Despite engaging in films, Sathyu has not neglected his passion for theatre. He started his career as a stage art director and turned out to be one of the forerunners of Indian Peoples Theatre Academy (IPTA). His first love has always been theatre. Ever since Sathyu has been making films at regular intervals, but has never left his contact with the stage. Till date, he has directed nine plays including Dara Shikoh, Mudrarakshasa, Aakhri Shama, Rashoman, Bakri (Kuri in Kannada), Girija Ke Sapne, Mote Ram Ka Satyagrah, Emil’s Enemies (a play around the last assassination attempt on Adolf Hitler-Emil was the code name given by the German underground for Hitler), Safed Kundali, Amritha, and Gulebakavali. His play Dara Shikoh is considered as a modern classic and turning point of traditional theatrical sensibilities. Another of his landmark play is Amrita based on the work of Danish Iqbal. This play brings into focus the perpetual mystic love of Amritha Preetam, the renowned Punjabi writer.
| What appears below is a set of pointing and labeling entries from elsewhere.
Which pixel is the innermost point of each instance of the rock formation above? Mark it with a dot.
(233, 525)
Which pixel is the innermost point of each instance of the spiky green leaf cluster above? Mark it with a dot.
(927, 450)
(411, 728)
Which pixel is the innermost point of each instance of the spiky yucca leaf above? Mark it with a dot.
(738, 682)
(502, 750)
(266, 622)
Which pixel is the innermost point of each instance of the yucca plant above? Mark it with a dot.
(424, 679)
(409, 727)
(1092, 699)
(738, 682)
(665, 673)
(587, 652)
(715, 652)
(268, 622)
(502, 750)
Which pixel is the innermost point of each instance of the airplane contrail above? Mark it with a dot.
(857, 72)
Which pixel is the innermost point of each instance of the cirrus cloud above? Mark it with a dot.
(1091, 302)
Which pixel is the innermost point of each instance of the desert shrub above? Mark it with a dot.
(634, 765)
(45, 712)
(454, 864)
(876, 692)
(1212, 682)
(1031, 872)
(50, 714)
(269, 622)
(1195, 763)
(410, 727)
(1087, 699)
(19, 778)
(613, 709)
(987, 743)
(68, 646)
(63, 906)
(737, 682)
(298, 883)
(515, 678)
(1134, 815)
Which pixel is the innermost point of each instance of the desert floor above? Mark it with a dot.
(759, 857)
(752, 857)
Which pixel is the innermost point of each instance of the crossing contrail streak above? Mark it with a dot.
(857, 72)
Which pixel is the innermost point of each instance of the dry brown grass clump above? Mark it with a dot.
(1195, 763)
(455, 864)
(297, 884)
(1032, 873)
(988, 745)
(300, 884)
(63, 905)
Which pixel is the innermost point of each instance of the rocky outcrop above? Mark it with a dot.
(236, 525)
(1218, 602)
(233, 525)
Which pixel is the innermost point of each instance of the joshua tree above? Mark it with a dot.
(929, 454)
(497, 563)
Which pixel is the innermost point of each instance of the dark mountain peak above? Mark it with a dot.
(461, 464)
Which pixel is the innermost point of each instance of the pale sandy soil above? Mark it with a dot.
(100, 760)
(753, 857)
His stage design set a new standard for theatre and cinema. He uses his distinctive stagecraft in the films too to make political statements. Taking Sathyu’s contribution to the field of theatre, Sangeet Natak Akademi honoured him with an award and fellowship.
To understand Sathyu’s love for artistic images, one has to watch Ghalib, a sensitively made documentary on the Urdu poet. The film reflects Ghalib’s frustration and repeated attempts to escape from poverty into the freedom of unfettered wandering. The images are drawn from contemporary miniatures, monuments, and drawings. He penetrated into the small screen and made serials such as Pratidhwani, a serial based on stories of Kannada writer Masti Venkatesha Iyengar, Choli-Daaman, Kayar, and Antim Raja of Kodagu.
Most of the films made by Sathyu are political in nature, as he himself admits. “I am branded as a political filmmaker and political theatre person.” In a way, Sathyu reveals an acute eye for the specific realities of the Indian experience, simple and direct.
Even in his nineties, Sathyu still remained an enigmatic figure. With his flowing beard, intense, meditating eyes, he triggers the curiosity of those who talk to him on the issues on public causes. Underlining the importance of performing arts, Sathyu observes that the performing arts have a responsibility to allow debate discussion on socio-economic and political issues. Otherwise, we will become totally immune to the issue the country is facing,” he adds.